Bei Rückreisen auf dem Luftweg kann es namentlich die Flugscheinreservation und die Festlegung der Flugrouten regeln.

Es kann Sonderflüge und in Absprache mit Drittstaaten internationale Flüge in die Heimat- oder Herkunftsstaaten von weg- oder ausgewiesenen ausländischen Personen organisieren. Es koordiniert dabei zwischen den beteiligten Kantonen.

Art. 6 Zusammenarbeit mit dem EDA

Das Bundesamt unterhält mit dem EDA und internationalen Organisationen einen permanenten Informationsaustausch über:

  1. Fragen der Papierbeschaffung;

  2. die Organisation der Aus- und der Rückreise;

  3. die Sicherheit der amtlichen Begleitpersonen.

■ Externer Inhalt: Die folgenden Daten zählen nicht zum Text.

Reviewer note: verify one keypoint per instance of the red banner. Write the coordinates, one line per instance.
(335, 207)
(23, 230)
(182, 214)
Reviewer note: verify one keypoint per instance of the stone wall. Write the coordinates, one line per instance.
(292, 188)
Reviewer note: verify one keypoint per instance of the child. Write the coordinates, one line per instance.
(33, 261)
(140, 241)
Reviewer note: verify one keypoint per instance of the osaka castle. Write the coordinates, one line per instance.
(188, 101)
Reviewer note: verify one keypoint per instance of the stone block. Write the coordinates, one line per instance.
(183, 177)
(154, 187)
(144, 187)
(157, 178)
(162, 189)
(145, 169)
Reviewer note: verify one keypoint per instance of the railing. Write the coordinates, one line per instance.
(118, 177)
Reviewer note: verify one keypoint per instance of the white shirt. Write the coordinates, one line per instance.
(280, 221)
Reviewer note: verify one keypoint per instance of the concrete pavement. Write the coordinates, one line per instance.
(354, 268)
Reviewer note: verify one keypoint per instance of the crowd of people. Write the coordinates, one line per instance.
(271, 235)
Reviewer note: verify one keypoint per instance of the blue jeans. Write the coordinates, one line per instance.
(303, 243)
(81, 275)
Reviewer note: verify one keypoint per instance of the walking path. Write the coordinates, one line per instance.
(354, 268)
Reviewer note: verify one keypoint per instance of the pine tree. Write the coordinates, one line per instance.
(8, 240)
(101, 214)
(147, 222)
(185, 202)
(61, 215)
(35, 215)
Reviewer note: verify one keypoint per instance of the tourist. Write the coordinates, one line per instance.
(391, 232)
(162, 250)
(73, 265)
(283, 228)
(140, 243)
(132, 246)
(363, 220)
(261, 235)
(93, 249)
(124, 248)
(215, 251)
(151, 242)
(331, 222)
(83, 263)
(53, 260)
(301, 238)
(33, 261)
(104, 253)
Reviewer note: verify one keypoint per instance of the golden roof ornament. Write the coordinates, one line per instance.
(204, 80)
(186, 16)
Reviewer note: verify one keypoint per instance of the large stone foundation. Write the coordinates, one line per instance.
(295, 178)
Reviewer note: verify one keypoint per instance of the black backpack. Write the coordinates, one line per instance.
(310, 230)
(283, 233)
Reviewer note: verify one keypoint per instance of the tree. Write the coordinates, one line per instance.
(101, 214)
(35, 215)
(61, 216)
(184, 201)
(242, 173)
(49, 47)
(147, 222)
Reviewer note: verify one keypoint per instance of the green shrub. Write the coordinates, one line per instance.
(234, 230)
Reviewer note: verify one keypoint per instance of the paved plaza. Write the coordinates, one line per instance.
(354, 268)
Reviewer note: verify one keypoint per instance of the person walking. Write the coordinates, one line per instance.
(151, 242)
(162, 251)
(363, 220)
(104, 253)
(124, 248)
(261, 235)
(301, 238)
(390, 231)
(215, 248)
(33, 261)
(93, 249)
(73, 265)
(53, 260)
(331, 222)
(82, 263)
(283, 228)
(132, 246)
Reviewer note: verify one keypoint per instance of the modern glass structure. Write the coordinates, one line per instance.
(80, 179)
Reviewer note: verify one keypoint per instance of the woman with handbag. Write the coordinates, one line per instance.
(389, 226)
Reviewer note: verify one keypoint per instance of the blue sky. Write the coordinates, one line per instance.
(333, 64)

Es kann das EDA direkt um Interventionen bei den Heimat- oder Herkunftsstaaten von weg- oder ausgewiesenen ausländischen Personen oder den diplomatischkonsularischen Vertretungen ersuchen.

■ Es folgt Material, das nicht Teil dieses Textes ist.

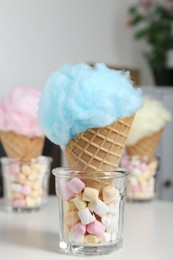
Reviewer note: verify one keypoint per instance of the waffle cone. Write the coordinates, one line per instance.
(99, 149)
(20, 146)
(146, 146)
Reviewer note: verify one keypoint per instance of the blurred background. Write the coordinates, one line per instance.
(38, 36)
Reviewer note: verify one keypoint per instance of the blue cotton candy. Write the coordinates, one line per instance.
(78, 97)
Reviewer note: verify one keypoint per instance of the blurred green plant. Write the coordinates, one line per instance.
(153, 23)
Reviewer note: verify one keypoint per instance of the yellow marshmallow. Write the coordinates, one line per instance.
(30, 202)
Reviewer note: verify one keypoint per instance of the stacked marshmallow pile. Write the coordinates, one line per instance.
(141, 181)
(25, 184)
(90, 216)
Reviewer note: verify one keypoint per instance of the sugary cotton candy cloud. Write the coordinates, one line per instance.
(78, 97)
(153, 117)
(18, 112)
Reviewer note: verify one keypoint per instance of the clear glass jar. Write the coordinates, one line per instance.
(141, 184)
(25, 183)
(91, 210)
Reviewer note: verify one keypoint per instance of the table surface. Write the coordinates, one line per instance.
(148, 233)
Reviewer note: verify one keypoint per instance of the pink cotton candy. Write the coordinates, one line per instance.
(19, 112)
(96, 228)
(79, 229)
(76, 185)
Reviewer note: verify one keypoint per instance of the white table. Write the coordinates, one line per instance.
(148, 233)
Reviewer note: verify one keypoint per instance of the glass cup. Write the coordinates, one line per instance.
(25, 183)
(141, 184)
(91, 210)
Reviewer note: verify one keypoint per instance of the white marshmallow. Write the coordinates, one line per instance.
(114, 236)
(16, 187)
(100, 208)
(85, 216)
(75, 238)
(106, 220)
(106, 237)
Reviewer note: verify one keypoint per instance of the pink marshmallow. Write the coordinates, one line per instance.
(76, 185)
(20, 203)
(96, 228)
(79, 229)
(12, 169)
(143, 167)
(136, 188)
(67, 192)
(26, 190)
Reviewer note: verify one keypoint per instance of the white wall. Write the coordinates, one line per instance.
(38, 36)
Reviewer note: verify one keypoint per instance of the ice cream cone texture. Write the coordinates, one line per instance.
(20, 132)
(88, 112)
(147, 128)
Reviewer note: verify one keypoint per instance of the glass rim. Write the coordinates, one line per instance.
(65, 172)
(41, 158)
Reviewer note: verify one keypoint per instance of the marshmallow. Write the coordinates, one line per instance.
(17, 195)
(136, 171)
(100, 208)
(69, 206)
(76, 185)
(26, 170)
(110, 222)
(91, 239)
(114, 236)
(33, 176)
(67, 192)
(21, 178)
(96, 228)
(79, 203)
(143, 167)
(85, 216)
(133, 181)
(79, 229)
(30, 202)
(12, 169)
(20, 203)
(36, 167)
(90, 194)
(106, 220)
(136, 188)
(72, 217)
(106, 237)
(16, 187)
(109, 194)
(77, 239)
(26, 190)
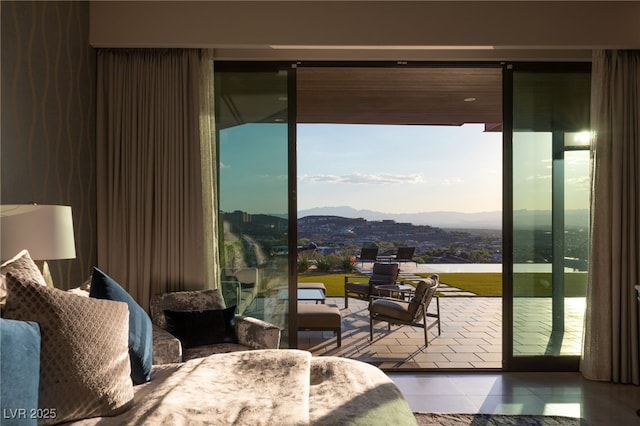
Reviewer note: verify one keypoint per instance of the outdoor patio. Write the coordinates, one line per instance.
(471, 334)
(471, 337)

Art. 7 Vollzugsdokumentation und Weiterbildung

Das Bundesamt erstellt und unterhält über die wichtigsten Heimat- oder Herkunftsstaaten eine EDV-unterstützte Dokumentation, die alle für den Weg- oder Ausweisungsvollzug wichtigen Informationen, insbesondere über die Reisepapierbeschaffung, die Reisemöglichkeiten und die Sicherheitsaspekte, enthält.

Es unterhält mit den zuständigen kantonalen Behörden einen permanenten Informationsaustausch über Fragen des Vollzugs von Weg- und Ausweisungen und organisiert insbesondere Weiterbildungskurse und Informationsveranstaltungen.

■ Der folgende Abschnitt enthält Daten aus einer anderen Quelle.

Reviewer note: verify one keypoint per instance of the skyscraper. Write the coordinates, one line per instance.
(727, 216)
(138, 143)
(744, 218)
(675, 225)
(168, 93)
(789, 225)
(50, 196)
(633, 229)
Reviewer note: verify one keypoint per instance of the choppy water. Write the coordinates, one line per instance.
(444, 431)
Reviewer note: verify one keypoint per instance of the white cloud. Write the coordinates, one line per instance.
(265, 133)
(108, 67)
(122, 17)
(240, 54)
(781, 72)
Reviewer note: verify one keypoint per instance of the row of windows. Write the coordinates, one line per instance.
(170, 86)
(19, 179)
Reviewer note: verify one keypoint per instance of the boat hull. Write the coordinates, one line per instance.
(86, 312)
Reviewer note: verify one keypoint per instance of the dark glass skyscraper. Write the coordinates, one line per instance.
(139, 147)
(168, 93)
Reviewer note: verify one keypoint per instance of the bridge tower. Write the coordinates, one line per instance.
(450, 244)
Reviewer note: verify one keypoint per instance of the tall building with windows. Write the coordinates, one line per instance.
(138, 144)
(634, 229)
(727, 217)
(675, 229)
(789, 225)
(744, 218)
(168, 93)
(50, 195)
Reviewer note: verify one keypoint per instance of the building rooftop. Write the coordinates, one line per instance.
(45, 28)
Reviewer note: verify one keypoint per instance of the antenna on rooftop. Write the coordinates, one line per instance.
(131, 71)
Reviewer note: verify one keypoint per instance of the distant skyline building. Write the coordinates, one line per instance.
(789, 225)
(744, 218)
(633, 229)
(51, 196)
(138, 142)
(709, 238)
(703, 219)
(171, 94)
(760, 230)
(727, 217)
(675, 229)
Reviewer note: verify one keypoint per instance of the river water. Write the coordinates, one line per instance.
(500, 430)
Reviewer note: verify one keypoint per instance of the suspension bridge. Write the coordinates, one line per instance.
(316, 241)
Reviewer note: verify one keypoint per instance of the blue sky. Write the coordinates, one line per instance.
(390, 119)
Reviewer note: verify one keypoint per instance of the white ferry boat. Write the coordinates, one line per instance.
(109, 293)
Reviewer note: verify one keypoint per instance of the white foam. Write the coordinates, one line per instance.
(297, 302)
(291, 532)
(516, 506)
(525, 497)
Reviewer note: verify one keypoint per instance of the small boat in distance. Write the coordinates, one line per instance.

Art. 8 Kantonale Amtshilfe

Die Kantone gewähren dem Bundesamt die notwendige Amtshilfe, insbesondere bei der Zuführung von weg- oder ausgewiesenen ausländischen Personen zu den diplomatisch-konsularischen Vertretungen der Heimat- und Herkunftsstaaten, zu den Interviews betreffend Identitäts- und Staatsangehörigkeitsabklärungen sowie zu den Flughäfen.

Art. 10 Abs 1

Das Bundesamt stellt die Vollzugsunterstützung ein, solange:

  1. technische Gründe den Vollzug der Weg- oder Ausweisung verunmöglichen;

  2. die notwendige kantonale Amtshilfe nicht geleistet wird;

  3. der Aufenthalt der ausländischen Person nicht bekannt ist.

Art. 11 Abs. 2

Das Bundesamt kann mit den zuständigen Polizeibehörden der Flughäfen Zürich- Kloten und Genf-Cointrin besondere Verwaltungsvereinbarungen abschliessen. Dienstleistungen, welche die Flughafenpolizei im Auftrag des Bundesamts erbringt, werden direkt mit diesem abgerechnet.

Art. 15b Abs. 5 erster Satz

Die Nothilfeentschädigung beträgt beim Stand des Landesindexes der Konsumentenpreise von 104.3 Punkten (Indexstand: 31. Okt. 2004) 1800 Franken. …

II

Übergangsbestimmung zur Änderung vom1. März 2006

Das Bundesamt erstattet den Kantonen rückwirkend für das Jahr 2005 die Differenz zwischen der Nothilfeentschädigung nach Artikel 15b Absatz 5 und der Nothilfeentschädigung nach Artikel 15b Absatz 5 in der Fassung vom 24. März 20046. Die Auszahlung erfolgt im2. Quartal 2006.

Die Nothilfeentschädigung nach Artikel 15b Absatz 5 wird erstmals für das Jahr 2007 an die Teuerung angepasst.

III

Diese Änderung tritt am1. April 2006 in Kraft.

Artikel 15b Absatz 5 erster Satz tritt rückwirkend auf den1. Januar 2005 in Kraft.